Editor’s Note: Links updated, June 2019
Thanks to Chris Apgar, CISSP, President and CEO of Apgar & Associates, LLC for his help in crafting the questions.
1. What does the HIPAA acronym stand for?
- Health Identification Privacy and Affordability Act
- Health Information Portability and Affordability Act
- Health Information Privacy and Accountability Act
- Health Insurance Portability and Accountability Act
2. Can a provider use the database to access the medical record of a patient who was seen by another provider in the same organization?
- No, he/she must create a new record for the patient based on his/her personal interactions with the patient.
- No, he/she must obtain written consent from the patient.
- Yes, as long as he/she will be treating that patient or the provider is assisting another provider with the coordination of the patient’s care.
- Yes, he/she can access any information available in the database.
3. A covered entity must obtain an individual’s written authorization for use or disclosure of protected health information in which of the following scenarios?
- A coder must review a patient’s chart to code a recent hospital stay.
- A consulting physician needs to access a patient’s record to inform his/her opinion.
- A hospital administrator needs to access patient data to create a report about how many patients were treated for diabetes in the last six months.
- None of the above
4. True or false: Patients can request a copy of billing records associated with their care.
- True
- False
5. Which division of the Department of Health and Human Services (HHS) is responsible for administering and enforcing HIPAA privacy and security standards?

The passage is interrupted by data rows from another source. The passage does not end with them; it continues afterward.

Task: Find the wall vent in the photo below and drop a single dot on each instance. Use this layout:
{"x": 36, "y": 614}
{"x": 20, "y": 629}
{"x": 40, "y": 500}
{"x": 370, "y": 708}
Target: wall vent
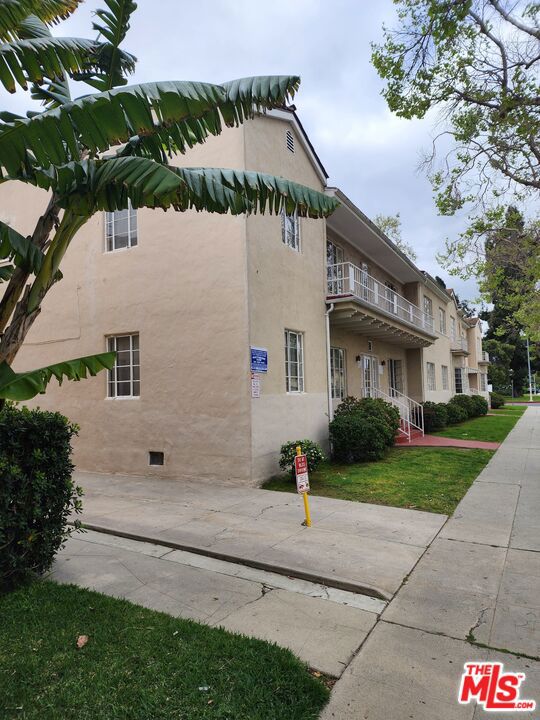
{"x": 155, "y": 457}
{"x": 290, "y": 141}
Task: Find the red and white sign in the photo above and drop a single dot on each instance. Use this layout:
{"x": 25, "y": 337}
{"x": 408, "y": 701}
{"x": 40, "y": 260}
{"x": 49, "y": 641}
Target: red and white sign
{"x": 488, "y": 685}
{"x": 302, "y": 477}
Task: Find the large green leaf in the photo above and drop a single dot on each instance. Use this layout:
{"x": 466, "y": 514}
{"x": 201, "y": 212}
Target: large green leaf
{"x": 108, "y": 185}
{"x": 39, "y": 58}
{"x": 26, "y": 385}
{"x": 180, "y": 113}
{"x": 13, "y": 12}
{"x": 112, "y": 62}
{"x": 21, "y": 249}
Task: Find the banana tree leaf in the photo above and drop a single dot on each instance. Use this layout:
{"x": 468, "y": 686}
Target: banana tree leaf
{"x": 184, "y": 112}
{"x": 13, "y": 12}
{"x": 26, "y": 385}
{"x": 108, "y": 185}
{"x": 39, "y": 58}
{"x": 17, "y": 247}
{"x": 113, "y": 62}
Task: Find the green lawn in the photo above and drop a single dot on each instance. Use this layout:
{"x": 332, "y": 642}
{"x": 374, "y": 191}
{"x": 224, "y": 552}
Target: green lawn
{"x": 138, "y": 664}
{"x": 431, "y": 479}
{"x": 486, "y": 427}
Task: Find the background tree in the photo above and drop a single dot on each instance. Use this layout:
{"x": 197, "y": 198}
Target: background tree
{"x": 391, "y": 227}
{"x": 104, "y": 150}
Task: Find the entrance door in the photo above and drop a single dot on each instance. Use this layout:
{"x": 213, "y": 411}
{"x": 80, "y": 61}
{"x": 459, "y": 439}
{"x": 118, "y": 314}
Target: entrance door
{"x": 370, "y": 375}
{"x": 395, "y": 377}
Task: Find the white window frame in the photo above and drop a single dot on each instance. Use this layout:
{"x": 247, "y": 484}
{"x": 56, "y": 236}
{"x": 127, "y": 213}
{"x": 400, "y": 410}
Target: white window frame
{"x": 442, "y": 321}
{"x": 134, "y": 368}
{"x": 297, "y": 365}
{"x": 445, "y": 377}
{"x": 430, "y": 377}
{"x": 132, "y": 232}
{"x": 291, "y": 240}
{"x": 338, "y": 373}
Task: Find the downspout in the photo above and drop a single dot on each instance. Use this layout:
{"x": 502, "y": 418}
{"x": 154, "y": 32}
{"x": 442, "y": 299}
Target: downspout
{"x": 328, "y": 364}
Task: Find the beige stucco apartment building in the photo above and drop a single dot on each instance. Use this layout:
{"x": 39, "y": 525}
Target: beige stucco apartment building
{"x": 333, "y": 309}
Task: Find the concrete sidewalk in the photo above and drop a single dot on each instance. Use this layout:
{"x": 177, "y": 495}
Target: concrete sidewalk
{"x": 353, "y": 546}
{"x": 479, "y": 581}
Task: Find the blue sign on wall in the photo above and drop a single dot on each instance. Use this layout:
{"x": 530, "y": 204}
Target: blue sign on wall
{"x": 259, "y": 359}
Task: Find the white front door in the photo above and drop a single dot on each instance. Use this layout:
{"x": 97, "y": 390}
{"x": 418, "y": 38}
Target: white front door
{"x": 370, "y": 375}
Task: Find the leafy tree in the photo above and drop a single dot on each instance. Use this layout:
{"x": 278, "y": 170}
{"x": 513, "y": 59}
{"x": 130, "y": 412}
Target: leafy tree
{"x": 390, "y": 225}
{"x": 478, "y": 62}
{"x": 100, "y": 151}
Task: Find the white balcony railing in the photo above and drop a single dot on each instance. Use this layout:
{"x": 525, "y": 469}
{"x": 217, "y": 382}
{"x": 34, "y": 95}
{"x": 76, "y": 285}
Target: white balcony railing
{"x": 459, "y": 344}
{"x": 347, "y": 279}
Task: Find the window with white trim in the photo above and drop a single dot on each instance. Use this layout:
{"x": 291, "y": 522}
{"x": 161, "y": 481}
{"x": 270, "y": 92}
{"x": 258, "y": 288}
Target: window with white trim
{"x": 444, "y": 374}
{"x": 430, "y": 371}
{"x": 120, "y": 229}
{"x": 290, "y": 230}
{"x": 337, "y": 372}
{"x": 442, "y": 321}
{"x": 124, "y": 378}
{"x": 294, "y": 361}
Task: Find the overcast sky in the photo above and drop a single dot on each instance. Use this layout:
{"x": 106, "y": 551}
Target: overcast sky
{"x": 370, "y": 154}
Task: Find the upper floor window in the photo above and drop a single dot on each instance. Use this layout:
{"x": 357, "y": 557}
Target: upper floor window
{"x": 442, "y": 321}
{"x": 431, "y": 383}
{"x": 337, "y": 372}
{"x": 290, "y": 141}
{"x": 294, "y": 361}
{"x": 290, "y": 230}
{"x": 124, "y": 378}
{"x": 121, "y": 229}
{"x": 444, "y": 373}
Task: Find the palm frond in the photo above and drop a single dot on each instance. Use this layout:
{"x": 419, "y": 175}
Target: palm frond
{"x": 26, "y": 385}
{"x": 181, "y": 114}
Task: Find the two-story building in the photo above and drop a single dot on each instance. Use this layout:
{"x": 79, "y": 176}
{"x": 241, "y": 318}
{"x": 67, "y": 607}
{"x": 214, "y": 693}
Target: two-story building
{"x": 335, "y": 308}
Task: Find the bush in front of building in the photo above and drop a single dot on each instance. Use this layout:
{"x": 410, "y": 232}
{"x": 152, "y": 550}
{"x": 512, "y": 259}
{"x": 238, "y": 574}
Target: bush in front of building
{"x": 497, "y": 400}
{"x": 480, "y": 405}
{"x": 37, "y": 493}
{"x": 455, "y": 413}
{"x": 363, "y": 429}
{"x": 312, "y": 450}
{"x": 435, "y": 416}
{"x": 465, "y": 402}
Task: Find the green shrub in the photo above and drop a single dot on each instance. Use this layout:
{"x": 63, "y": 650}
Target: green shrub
{"x": 356, "y": 437}
{"x": 435, "y": 416}
{"x": 497, "y": 400}
{"x": 465, "y": 402}
{"x": 312, "y": 450}
{"x": 363, "y": 429}
{"x": 480, "y": 405}
{"x": 455, "y": 413}
{"x": 37, "y": 493}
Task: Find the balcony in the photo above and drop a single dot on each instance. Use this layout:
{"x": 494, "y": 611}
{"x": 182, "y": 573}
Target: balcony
{"x": 459, "y": 346}
{"x": 369, "y": 307}
{"x": 484, "y": 358}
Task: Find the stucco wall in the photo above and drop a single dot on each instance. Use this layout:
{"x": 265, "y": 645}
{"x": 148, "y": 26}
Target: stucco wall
{"x": 183, "y": 289}
{"x": 286, "y": 291}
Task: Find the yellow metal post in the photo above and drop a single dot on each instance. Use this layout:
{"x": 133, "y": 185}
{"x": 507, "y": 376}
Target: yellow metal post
{"x": 306, "y": 499}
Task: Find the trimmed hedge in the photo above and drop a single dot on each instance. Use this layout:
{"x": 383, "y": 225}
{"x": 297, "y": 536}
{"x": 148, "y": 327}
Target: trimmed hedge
{"x": 435, "y": 416}
{"x": 363, "y": 430}
{"x": 497, "y": 400}
{"x": 312, "y": 450}
{"x": 37, "y": 493}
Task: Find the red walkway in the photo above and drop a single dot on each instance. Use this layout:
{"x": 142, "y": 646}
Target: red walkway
{"x": 438, "y": 441}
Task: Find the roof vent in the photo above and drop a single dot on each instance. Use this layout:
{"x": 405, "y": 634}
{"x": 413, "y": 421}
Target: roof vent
{"x": 290, "y": 141}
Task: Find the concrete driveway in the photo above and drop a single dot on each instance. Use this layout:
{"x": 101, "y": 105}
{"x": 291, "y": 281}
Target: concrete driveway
{"x": 357, "y": 547}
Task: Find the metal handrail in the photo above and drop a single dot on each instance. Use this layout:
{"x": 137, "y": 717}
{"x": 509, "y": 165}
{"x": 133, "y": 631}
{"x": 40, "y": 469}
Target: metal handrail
{"x": 348, "y": 279}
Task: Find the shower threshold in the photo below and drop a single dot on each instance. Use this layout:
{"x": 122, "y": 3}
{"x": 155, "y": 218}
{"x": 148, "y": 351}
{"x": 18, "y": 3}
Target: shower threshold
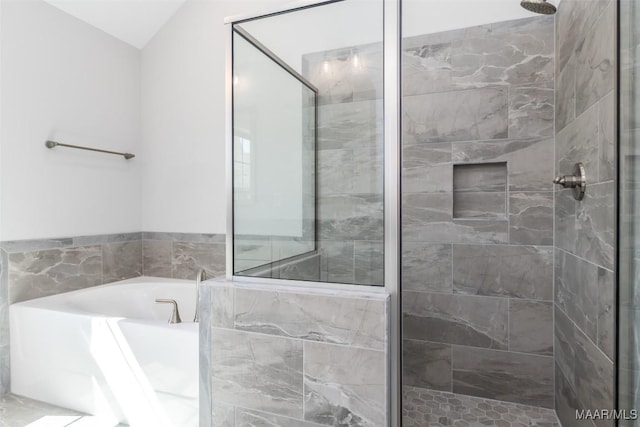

- Centers of Medicare and Medicaid Services (CMS)
- Office of Civil Rights (OCR)
- Office of Inspector General (OIG)
- Office of the National Coordinator for Health Information Technology (ONC)
6. True or false: In order for a provider to use a smartphone to contact an answering service, HIPAA requires the phone be encrypted.
- True
- False
7. Any healthcare provider, regardless of size, is considered a covered entity under the HIPAA Privacy Rule, so long as the provider:
- Demonstrates meaningful use of electronic health records (EHR).
- Electronically transmits health information in connection with certain transactions.
- Handles health information in any way.
- Receives reimbursement from a government health program.
8. All of the following pieces of information are considered individually identifiable health information, EXCEPT:
- Birth date.
- Diagnosis.
- Name.
- Social Security number.
9. True or false: Providers may leave a message on a patient’s answering machine reminding him or her of an upcoming surgery as long as it doesn’t specify the type of surgery or the specialty practice.
- True
- False
10. Which of the following scenarios is considered an incidental disclosure?
- A member of the housekeeping staff overhears two physicians discussing a case in the break room.
- A nurse practitioner leaves a laptop containing protected health information on the subway.
- A nurse tells a 10-year-old patient’s parents the details of their child’s case.
- A physician tells his or her spouse that he saw their neighbor in the hospital.